2

I have a set of points. Basically, I have P = f(t).

I have, let's say, 50 measurements. 50 values of P, function of the time. And these values follow an established law.

What I have to do is to find the values of the parameters in the law, that's all. Basically, I have to fit the points with the best curve. Here is the law:

P = V.t - ((V - W)(1 - exp(-k.t)) / k)

What I need to do is to find a numeric value for V, W and k.
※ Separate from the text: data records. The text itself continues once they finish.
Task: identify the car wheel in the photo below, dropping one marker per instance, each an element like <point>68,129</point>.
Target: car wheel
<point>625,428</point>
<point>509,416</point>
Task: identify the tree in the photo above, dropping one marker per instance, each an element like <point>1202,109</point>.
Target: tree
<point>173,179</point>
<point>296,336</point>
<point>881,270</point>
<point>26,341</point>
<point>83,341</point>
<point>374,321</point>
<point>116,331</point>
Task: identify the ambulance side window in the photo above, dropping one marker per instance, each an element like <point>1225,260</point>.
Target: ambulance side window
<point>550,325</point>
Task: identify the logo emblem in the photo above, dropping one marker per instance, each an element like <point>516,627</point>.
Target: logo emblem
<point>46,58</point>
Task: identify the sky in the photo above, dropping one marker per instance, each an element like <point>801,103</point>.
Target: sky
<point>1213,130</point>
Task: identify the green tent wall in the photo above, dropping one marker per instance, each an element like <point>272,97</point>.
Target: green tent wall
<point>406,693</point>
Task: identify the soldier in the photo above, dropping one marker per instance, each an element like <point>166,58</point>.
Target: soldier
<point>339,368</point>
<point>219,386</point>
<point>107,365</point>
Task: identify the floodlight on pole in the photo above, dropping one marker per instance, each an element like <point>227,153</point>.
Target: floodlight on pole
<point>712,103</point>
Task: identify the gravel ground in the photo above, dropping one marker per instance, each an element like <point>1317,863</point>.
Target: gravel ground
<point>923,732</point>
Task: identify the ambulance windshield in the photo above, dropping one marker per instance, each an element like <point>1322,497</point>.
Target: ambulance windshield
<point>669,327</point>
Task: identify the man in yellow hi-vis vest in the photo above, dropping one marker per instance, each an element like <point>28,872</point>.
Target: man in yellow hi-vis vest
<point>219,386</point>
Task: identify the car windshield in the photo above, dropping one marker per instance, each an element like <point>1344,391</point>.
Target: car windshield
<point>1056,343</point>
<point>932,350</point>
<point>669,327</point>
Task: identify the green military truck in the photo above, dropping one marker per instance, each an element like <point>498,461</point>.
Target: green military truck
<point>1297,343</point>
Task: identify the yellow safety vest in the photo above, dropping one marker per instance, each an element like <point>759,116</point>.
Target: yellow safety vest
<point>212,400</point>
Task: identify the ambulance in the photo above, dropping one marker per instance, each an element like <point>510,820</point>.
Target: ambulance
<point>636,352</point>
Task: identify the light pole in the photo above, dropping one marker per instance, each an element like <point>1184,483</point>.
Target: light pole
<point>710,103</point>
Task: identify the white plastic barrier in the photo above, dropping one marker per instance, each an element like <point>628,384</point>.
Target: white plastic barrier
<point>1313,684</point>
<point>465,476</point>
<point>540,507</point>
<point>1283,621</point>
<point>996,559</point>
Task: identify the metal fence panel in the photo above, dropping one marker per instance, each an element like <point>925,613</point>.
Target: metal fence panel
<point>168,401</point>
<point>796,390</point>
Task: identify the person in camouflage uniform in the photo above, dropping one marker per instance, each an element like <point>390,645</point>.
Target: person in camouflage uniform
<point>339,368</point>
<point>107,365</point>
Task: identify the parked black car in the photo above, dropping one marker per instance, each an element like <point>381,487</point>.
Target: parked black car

I have t and P. Do you have an idea about how to do that?

EDIT:

Here is a screenshot of what I want to obtain:

enter image description here

On the picture:

  • V is Vs
  • W is Vi
  • k is k

And that's what I obtained with reptilicus's help:

https://i.stack.imgur.com/ocvNl.png

import numpy as np
from scipy.optimize import curve_fit
from matplotlib.pyplot import *
import xlrd

def myFunc(t, V, W, k):

    y = V * t - ((V - W) * (1 - np.exp(-k * t)) / k)

    return y

classeur = xlrd.open_workbook(path)
names_sheets = classeur.sheet_names()

sheet = classeur.sheet_by_name(names_sheets[0])

row_start = 2

time = sheet.col_values(0, row_start)
fluo = feuille.col_values(4, row_start)

time = [ index for index in time if index ]
fluo = [ index for index in fluo if index ]

# this generates some fake data to fit. For youm just read in the 
# data in CSV or whatever you've
x = np.array(time)
y = np.array(fluo)

#fit the data, return the best fit parameters and the covariance matrix
#popt, pcov = curve_fit(myFunc, x, yn)
popt, pcov = curve_fit(myFunc, x, y)
print(popt)
print(pcov)

#plot the data
clf() #matplotlib
plot(x, y, "rs")
#overplot the best fit curve
plot(x, myFunc(x, popt[0], popt[1], popt[2]))
grid(True)
show()

Not bad. I managed to extract the data of my excel workbook, and plotted it. But as you can see, I got a linear regression, what I don't want. My goal is t reproduce the fit they got with Origin 8.

EDIT:

I have some news. The last guy who did that in my team told me how he did with Origin. In fact, they use the least square way as well, but they find the parameters with a chi 2 minimization. The software does some iterations, and optimizes the parameters.

EDIT 2:

Because it took me so long to figure it out, I share here the results of my researches. The main problem I was facing was the fact my values were "too small". Indeed, my y values were of the order of 10^-7. As explained here Fitting curve: why small numbers are better?, numbers of the order of 1 are better for the fit.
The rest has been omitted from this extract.